What Is a Water Use Permit?

When navigating the complicated process of receiving multiple permit approval, it can be easy to get lost in the different terms being used. Conditional Use Permits, Mechanical Permits, Electrical Permits, etc. It can be mind-boggling trying to understand all the different terms being thrown at you.

To help with this task, we will be discussing and explaining the crucial permit known as Water Use Permit.

A Water Use Permit (or what might be known as a Consumption Use Permit) is a critical approval that is usually carried out by the Water Management Department of the jurisdiction that you are applying to. The purpose of the permit is to ensure that water use is not harmful to the water resources of the area, is reasonably beneficial, and does not interfere with existing legal uses while being consistent with the public interest. It also allows the applicant to be assured that water will be available for their use for as long as the duration of the permit exists.

The main goal with issuing a Water Use Permit is the effort to implement water conservation measures. Many states have targets that help implement management practices for saving water resources, by issuing Water Use Permits, the state has a better chance of managing water and keeping track of their water conservation plan.

Receiving a Water Use Permit, as is the case for any permit, depends on the jurisdiction of your town. Florida is a state that generally requires a Water Use Permit, so we will investigate their permitting procedures to receive a Water Use Permit in the Northwest Region of Florida.

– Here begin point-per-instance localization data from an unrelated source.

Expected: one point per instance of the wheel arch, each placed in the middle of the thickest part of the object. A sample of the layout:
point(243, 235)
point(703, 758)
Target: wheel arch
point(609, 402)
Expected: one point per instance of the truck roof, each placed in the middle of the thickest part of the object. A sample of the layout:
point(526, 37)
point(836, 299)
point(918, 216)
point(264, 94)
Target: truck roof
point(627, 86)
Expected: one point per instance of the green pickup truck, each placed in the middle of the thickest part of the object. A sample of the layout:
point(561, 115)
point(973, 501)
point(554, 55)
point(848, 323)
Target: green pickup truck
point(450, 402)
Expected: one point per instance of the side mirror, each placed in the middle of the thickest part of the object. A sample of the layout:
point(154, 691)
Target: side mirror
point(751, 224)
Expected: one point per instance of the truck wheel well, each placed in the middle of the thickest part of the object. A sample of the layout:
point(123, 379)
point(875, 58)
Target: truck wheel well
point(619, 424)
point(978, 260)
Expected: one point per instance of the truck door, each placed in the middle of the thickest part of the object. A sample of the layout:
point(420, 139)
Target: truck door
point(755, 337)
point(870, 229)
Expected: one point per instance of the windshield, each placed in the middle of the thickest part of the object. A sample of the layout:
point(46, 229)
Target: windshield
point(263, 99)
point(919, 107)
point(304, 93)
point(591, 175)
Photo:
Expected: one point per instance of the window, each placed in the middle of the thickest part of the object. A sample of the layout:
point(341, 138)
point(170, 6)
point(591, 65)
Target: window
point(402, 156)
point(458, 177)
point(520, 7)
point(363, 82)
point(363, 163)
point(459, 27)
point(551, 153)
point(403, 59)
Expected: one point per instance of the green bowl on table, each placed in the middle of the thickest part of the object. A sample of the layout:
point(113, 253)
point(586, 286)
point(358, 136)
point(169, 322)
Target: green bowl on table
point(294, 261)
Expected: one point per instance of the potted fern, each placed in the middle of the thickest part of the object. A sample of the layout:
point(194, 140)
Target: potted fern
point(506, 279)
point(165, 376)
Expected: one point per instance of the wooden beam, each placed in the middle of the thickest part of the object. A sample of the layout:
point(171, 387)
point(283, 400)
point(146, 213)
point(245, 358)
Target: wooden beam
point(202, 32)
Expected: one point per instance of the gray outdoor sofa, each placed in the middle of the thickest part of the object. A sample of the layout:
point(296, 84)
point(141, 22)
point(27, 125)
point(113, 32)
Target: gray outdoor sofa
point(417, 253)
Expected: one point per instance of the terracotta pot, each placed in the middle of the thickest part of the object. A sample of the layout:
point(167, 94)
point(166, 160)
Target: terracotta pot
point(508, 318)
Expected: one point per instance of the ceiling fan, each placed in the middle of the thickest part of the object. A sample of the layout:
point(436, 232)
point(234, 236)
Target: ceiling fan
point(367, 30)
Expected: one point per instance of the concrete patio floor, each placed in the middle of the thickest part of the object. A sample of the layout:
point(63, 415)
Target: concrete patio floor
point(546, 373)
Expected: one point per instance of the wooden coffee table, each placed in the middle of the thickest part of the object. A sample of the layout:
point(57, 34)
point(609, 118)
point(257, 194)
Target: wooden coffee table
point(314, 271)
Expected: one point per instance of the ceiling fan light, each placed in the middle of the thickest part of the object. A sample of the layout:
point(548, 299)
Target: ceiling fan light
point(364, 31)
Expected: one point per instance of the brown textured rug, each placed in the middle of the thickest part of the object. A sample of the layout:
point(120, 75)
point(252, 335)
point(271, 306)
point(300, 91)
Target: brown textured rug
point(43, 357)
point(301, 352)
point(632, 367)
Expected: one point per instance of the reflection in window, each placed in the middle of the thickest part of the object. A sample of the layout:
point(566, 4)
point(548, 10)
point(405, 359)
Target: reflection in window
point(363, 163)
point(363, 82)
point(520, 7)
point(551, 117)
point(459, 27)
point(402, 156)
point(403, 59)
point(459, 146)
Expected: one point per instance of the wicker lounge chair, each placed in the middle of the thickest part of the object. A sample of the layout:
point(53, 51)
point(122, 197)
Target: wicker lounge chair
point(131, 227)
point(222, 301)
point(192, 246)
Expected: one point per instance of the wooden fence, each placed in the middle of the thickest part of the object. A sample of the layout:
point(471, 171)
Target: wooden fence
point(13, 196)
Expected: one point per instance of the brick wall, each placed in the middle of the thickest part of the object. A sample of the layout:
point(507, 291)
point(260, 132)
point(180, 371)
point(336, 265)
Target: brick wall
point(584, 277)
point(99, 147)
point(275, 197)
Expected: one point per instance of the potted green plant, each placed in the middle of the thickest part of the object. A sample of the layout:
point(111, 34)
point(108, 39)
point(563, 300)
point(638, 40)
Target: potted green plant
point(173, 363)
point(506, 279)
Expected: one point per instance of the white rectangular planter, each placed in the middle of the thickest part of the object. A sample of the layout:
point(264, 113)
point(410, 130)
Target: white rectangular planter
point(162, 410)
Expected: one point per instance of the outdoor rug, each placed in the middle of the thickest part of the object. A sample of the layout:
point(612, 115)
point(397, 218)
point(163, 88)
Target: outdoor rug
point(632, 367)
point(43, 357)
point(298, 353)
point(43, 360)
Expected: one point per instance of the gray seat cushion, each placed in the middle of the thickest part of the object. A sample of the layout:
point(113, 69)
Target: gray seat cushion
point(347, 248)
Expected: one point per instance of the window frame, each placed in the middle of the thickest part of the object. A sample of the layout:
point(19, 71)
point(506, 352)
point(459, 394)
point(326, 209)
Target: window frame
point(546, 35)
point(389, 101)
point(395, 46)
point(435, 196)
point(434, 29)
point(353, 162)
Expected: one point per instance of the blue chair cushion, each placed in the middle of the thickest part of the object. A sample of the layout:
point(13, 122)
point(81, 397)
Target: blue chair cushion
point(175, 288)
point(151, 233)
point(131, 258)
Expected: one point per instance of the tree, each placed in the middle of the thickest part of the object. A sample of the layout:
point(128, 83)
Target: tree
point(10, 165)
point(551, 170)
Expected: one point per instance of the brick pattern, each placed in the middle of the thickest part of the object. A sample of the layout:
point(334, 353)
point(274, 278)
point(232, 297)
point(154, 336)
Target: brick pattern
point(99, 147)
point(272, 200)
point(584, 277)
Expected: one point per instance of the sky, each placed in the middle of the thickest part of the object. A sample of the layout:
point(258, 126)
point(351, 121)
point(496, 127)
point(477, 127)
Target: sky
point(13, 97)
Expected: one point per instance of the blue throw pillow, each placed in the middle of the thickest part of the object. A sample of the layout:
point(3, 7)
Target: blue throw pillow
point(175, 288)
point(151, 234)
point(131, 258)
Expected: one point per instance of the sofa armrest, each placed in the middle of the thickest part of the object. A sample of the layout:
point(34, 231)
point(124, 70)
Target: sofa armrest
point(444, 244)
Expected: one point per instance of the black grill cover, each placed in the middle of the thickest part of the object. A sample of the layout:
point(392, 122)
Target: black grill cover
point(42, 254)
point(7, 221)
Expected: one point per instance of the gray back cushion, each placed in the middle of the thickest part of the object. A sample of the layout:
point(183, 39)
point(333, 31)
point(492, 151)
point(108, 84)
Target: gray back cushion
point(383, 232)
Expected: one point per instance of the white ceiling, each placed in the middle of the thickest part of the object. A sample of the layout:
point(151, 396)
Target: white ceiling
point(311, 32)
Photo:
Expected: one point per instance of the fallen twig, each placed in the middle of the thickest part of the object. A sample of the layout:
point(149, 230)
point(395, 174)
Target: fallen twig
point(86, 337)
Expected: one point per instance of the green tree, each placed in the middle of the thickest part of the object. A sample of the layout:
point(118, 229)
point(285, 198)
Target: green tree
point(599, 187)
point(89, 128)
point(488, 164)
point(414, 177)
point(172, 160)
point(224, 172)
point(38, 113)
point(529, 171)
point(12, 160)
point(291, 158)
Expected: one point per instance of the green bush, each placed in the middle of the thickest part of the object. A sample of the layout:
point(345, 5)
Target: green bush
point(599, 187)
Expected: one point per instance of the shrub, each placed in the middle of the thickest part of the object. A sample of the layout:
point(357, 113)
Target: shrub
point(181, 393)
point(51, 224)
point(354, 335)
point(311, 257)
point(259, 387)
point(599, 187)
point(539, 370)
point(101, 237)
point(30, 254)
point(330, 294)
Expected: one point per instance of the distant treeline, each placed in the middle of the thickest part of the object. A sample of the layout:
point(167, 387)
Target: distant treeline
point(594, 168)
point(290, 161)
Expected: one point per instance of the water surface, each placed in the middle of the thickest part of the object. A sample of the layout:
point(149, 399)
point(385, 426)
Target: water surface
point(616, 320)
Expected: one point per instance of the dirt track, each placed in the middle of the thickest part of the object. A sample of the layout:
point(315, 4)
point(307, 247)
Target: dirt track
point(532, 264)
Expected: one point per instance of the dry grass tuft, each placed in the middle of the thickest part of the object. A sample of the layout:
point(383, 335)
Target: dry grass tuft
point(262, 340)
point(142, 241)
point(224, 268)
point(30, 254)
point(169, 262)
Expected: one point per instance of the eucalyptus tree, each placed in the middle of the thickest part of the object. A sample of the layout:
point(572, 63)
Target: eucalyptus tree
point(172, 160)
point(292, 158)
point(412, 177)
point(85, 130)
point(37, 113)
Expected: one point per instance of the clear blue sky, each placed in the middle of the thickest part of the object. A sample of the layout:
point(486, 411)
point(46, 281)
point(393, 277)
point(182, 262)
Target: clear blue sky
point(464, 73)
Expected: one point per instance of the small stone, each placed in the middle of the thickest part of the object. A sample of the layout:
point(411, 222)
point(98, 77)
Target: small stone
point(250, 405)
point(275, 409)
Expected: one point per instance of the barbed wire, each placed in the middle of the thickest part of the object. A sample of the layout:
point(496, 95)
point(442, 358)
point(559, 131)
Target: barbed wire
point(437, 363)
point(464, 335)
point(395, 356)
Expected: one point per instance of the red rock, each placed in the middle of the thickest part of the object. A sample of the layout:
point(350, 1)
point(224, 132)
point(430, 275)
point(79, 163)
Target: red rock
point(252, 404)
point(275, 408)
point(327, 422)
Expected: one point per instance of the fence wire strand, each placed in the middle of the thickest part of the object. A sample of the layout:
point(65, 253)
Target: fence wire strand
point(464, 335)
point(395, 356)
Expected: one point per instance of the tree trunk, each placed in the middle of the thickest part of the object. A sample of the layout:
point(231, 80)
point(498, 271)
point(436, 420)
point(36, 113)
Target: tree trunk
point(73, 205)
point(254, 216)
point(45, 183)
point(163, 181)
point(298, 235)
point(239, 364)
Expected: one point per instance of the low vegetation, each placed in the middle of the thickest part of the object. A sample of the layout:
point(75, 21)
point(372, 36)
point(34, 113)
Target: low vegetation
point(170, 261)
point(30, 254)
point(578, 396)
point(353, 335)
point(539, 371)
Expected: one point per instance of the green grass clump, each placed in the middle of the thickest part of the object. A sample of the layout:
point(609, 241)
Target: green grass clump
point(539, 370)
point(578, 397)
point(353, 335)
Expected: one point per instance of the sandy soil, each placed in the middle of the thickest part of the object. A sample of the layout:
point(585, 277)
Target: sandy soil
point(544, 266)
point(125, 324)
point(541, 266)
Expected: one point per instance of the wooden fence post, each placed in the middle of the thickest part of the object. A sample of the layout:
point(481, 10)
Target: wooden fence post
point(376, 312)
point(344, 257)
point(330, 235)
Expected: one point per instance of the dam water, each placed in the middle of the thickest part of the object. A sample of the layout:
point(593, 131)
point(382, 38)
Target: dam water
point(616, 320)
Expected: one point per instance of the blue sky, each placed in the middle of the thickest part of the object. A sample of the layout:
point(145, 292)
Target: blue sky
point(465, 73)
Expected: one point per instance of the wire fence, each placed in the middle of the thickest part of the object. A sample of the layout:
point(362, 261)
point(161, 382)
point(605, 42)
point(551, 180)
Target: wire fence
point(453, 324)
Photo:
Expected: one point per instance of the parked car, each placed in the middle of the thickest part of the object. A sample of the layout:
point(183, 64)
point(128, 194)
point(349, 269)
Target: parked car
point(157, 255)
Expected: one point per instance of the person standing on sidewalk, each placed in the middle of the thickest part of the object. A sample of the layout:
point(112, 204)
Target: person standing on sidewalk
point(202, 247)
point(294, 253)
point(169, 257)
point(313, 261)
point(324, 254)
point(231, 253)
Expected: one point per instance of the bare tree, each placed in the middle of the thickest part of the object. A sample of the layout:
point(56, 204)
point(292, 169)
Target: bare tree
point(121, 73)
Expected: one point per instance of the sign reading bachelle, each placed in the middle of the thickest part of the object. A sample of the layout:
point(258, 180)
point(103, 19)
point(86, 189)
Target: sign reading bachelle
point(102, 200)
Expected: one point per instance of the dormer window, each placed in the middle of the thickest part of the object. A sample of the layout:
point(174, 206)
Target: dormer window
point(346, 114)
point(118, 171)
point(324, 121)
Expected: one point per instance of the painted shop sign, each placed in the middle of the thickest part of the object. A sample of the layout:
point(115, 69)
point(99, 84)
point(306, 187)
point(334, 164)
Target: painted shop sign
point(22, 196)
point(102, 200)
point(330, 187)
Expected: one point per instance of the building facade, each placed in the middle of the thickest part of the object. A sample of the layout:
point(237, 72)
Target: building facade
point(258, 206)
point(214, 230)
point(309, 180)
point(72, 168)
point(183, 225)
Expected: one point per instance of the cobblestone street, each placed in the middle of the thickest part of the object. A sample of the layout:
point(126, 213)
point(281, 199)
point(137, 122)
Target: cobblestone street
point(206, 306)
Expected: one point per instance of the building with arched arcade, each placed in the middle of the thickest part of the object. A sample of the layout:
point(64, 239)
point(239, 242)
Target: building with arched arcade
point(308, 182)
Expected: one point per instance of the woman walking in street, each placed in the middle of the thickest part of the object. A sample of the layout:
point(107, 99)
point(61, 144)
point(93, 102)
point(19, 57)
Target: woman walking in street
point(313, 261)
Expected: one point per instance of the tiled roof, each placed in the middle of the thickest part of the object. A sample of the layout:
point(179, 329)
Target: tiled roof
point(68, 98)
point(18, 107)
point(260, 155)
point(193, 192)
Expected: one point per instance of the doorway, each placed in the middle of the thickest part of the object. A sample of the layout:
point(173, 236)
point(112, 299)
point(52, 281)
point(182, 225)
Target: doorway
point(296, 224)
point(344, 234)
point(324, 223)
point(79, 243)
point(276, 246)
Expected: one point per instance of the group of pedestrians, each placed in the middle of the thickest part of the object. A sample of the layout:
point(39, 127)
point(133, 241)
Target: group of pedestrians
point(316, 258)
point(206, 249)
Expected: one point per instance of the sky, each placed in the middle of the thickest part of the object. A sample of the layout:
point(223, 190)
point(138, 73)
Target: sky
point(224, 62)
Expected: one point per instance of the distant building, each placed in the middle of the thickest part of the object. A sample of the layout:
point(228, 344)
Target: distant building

In Florida, an Individual Water Use Permit is required for any use of water that is non-exempt and does not qualify for a General Water Use Permit. They have also broken up water use into eleven different water use classifications: agricultural use, commercial use, dewatering use, diversion and impoundment use, industrial use, institutional use, landscape use, irrigation use, mining use, public supply use, recreation use, and other use. Since we deal with commercial projects, we will focus on commercial use.

Permitting Process

  1. Pre-application meetings
    1. Pre-application meetings are strongly encouraged. This way the jurisdiction can identify issues that need to be addressed prior to submitting. It is a form of due diligence, so the applicant is not wasting time and money with re-submittals.
  2. Fees: Requested Annual Average Daily Withdrawal (Gallons)
    1. Less than 25,000 gallons per day = $100.00
    2. 25,000 to 99,999 gallons per day = $250.00
    3. 100,000 to 499,999 gallons per day = $500.00
    4. 500,000 to 999,999 gallons per day = $1,000.00
    5. 1,000,000 to 1,999,999 gallons per day = $2,000.00
    6. 000,000 or more gallons per day = $3,000.00
    7. Permit Transfer or Letter Modification Request = $50.00
    8. Temporary Permit (in addition to the fees identified above) = $50.00
  3. Submittal of Materials
    1. All permit application materials, appropriate fees, notices, etc. need to be submitted in your jurisdiction’s office. Be sure to do your proper due diligence to double-check office hours, deadlines, and preferred method of submittal (electronic or paper).
  4. Processing Timeframes
    1. For most jurisdictions, no later than thirty days after receipt of application shall the District notify you of status.
    2. If any information is missing or additional materials are needed, they will contact you directly regarding this manner.